Probability Q: Unordered Draws w/o Replacement

[zeion]

Homework Statement

I have a question about the formula for drawing without replacement and considering results to be unordered.

I understand with remembering order it is

n!/(n - k)!

but why do we divide by k! for unordered?
(n is # of different outcome for each draw, k is # of draws)

Homework Equations

The Attempt at a Solution

 

[spamiam]

It's to factor out permutations. For instance, if I'm choosing 2 numbers from the set of numbers $\{1,2,3,4\}$ and order is disregarded, then $\{1,2\}$ and $\{2,1\}$ represent equivalent choices. It's a nice exercise to prove that the number of permutations of $n$ distinct numbers is $n!$.

 

[zeion]

How come I have to divide by the repeated choices but not subtract?

 

[Ray Vickson]

How come I have to divide by the repeated choices but not subtract?

Well, suppose n!/(n-k)! = 6,000,000, while k! = 6. Subtracting k! = 6 would leave you with 5,999,994, while the actual number should be 1,000,000; the latter is what we get when we divide by 6, and that is what we should do because there are 6 times as many ordered samples as unordered ones; that is, each distinct unordered sample gives rise to 6 distinct ordered samples.

RGV

 

[spamiam]

To expand on what Ray Vickson said:

This is an example of an http://en.wikipedia.org/wiki/Equivalence_relation" . Here's an intuitive example that may help to illustrate the idea. Suppose you have 30 Lego blocks, 10 blue, 10 red, and 10 yellow. Now you decide that you want two blocks to be considered equivalent if they are the same color. So you attach all the blocks of the same color together, leaving you with 3 big Lego blocks, 1 blue, 1 red, 1 yellow.

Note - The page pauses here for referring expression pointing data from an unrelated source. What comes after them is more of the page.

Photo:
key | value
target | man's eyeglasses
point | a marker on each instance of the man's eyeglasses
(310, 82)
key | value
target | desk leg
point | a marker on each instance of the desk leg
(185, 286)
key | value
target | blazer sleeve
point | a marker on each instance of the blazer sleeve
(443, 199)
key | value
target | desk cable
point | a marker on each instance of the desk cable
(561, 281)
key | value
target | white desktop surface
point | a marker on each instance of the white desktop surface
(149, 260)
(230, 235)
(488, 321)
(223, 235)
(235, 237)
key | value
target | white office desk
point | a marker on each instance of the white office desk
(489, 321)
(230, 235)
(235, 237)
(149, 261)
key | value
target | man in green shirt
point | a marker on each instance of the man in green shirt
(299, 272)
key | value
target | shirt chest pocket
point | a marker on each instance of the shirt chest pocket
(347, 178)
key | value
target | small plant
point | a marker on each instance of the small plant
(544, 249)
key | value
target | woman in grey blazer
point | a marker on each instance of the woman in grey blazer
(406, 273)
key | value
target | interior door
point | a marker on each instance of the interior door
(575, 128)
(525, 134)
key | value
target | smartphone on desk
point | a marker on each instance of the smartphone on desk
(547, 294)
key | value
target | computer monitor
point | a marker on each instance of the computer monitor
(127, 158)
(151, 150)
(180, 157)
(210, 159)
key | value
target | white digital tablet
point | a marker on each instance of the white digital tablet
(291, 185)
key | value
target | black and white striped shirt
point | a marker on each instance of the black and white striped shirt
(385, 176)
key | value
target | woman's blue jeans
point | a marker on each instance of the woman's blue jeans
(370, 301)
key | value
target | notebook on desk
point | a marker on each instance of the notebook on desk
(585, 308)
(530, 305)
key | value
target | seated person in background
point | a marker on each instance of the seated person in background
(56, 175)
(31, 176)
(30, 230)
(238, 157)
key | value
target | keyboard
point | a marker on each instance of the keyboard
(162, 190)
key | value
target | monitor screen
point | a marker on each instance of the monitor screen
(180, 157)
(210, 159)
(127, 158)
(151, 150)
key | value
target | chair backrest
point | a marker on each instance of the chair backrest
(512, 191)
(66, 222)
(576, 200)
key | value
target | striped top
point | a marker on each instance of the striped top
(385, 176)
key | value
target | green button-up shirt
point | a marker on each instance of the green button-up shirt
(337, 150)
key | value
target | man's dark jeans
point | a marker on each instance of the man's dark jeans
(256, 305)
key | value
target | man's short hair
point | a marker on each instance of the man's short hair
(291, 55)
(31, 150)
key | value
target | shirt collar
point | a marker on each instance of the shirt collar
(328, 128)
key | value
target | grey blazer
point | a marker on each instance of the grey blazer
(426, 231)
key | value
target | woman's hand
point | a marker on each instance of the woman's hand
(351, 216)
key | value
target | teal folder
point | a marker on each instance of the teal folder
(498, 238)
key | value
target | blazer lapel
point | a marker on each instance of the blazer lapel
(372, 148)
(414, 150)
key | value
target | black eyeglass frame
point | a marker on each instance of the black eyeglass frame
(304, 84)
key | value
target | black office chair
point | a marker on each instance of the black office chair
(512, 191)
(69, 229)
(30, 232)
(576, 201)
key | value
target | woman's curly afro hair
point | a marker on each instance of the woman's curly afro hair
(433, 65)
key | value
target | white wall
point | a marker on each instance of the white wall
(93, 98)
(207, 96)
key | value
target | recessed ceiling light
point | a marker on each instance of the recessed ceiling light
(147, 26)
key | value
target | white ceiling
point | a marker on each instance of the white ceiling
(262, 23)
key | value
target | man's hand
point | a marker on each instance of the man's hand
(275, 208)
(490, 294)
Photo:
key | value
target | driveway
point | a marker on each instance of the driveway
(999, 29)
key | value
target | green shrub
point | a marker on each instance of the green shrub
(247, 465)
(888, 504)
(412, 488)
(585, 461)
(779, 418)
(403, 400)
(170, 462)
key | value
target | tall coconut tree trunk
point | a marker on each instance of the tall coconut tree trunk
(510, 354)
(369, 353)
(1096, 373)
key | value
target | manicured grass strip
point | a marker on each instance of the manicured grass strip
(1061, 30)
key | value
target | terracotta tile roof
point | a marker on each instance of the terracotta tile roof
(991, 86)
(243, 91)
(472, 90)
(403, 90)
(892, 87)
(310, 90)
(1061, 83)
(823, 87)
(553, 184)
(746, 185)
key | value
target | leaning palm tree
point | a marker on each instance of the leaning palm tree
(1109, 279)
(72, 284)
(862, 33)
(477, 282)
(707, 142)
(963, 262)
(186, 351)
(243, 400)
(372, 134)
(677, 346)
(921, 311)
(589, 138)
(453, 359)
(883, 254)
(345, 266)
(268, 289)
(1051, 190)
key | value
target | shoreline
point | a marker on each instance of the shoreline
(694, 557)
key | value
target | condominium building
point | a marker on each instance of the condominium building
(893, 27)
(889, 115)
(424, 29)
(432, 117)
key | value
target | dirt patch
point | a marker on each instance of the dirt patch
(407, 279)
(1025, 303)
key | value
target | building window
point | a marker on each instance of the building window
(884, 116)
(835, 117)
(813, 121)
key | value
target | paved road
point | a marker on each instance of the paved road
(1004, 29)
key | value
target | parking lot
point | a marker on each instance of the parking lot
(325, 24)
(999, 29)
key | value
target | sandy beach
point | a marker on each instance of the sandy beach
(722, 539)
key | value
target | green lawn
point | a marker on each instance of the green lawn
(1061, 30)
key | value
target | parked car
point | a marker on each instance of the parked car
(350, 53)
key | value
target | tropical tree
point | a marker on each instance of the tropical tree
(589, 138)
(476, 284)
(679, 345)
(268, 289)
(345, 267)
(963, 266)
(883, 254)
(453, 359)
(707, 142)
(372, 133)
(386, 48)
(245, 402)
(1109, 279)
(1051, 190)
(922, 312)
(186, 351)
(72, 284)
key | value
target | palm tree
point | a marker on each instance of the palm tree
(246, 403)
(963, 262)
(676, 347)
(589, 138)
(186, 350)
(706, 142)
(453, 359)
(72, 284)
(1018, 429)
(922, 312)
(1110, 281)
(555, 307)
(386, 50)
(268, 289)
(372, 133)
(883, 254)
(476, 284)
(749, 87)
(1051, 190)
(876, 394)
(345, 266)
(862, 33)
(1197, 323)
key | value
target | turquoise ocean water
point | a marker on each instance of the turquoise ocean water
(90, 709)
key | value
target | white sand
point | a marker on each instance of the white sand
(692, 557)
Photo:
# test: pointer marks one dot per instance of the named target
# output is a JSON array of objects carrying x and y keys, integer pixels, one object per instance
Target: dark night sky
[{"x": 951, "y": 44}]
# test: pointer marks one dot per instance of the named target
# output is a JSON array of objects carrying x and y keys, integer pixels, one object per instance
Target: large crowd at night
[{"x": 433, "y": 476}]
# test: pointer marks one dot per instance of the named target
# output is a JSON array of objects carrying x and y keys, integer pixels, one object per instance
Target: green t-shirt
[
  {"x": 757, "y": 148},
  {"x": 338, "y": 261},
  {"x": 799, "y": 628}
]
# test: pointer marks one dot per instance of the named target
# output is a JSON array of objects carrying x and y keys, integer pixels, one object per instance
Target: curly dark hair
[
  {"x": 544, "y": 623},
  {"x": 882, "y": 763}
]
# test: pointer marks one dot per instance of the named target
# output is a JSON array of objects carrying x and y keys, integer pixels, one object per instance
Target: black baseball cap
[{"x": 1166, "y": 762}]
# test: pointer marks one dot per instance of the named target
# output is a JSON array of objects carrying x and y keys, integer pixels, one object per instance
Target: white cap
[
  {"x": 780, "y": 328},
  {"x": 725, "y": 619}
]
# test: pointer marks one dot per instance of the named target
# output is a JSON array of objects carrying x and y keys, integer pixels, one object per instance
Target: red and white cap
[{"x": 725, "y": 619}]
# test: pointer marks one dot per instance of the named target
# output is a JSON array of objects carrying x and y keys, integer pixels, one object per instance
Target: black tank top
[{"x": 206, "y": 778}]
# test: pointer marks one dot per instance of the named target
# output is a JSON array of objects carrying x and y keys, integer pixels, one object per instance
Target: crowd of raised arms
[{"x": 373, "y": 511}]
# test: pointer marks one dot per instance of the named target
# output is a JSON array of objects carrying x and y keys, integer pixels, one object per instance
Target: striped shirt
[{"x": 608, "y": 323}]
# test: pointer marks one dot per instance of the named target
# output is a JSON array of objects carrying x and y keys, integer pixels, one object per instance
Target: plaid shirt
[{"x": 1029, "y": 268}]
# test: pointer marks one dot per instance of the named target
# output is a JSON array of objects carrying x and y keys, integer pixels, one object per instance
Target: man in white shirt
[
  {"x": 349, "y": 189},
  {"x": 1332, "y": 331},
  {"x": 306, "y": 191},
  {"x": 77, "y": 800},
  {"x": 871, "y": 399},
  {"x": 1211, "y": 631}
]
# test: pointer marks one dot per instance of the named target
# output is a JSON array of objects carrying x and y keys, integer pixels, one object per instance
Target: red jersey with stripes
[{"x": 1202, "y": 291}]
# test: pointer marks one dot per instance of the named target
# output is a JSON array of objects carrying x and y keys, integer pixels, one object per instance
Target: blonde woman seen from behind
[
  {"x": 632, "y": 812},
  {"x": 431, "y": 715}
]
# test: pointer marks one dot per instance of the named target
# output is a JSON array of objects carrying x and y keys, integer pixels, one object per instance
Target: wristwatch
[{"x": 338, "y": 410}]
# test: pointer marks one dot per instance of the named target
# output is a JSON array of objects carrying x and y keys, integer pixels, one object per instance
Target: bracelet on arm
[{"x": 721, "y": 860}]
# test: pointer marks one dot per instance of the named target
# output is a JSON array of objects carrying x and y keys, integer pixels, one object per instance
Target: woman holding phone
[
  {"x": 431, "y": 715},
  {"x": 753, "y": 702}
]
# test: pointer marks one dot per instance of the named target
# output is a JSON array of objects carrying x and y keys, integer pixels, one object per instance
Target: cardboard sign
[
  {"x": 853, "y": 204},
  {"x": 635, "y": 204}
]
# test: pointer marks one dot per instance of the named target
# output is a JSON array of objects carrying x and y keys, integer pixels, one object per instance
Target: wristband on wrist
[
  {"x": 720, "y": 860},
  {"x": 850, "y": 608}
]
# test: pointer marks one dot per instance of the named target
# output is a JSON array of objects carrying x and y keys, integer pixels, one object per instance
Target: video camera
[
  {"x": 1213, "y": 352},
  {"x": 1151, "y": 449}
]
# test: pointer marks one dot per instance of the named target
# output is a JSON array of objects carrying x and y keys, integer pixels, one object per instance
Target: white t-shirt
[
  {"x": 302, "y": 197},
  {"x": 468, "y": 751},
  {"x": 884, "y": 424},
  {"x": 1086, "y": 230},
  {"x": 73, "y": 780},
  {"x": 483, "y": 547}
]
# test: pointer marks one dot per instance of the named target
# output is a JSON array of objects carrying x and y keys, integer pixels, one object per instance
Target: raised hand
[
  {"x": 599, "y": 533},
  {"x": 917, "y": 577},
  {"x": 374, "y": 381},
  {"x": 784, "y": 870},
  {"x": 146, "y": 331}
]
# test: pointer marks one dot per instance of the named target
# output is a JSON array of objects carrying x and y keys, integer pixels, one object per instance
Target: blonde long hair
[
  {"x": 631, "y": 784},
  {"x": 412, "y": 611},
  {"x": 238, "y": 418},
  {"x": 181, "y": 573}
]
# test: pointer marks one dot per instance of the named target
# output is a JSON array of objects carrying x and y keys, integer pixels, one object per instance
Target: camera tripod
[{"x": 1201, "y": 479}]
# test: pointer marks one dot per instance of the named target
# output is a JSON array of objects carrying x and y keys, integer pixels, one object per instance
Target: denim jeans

The 10 separate blocks of a given color have been turned into 1 big block.

For a more "math-y" example, consider the set $\{(i,j):1 \leq i \leq 5, \, 1 \leq j \leq 5\}$ of ordered pairs of integers between 1 and 5, of which there are 25. Suppose now that we take two pairs to be equivalent if they have the same first entry. Then $(5,1), (5,2), (5,3), (5,4), (5,5)$ are all equivalent, for instance, so there are only 5 distinct equivalence classes. (Really, we are just left with the numbers 1 through 5, since the second coordinate doesn't matter under the equivalence relation.)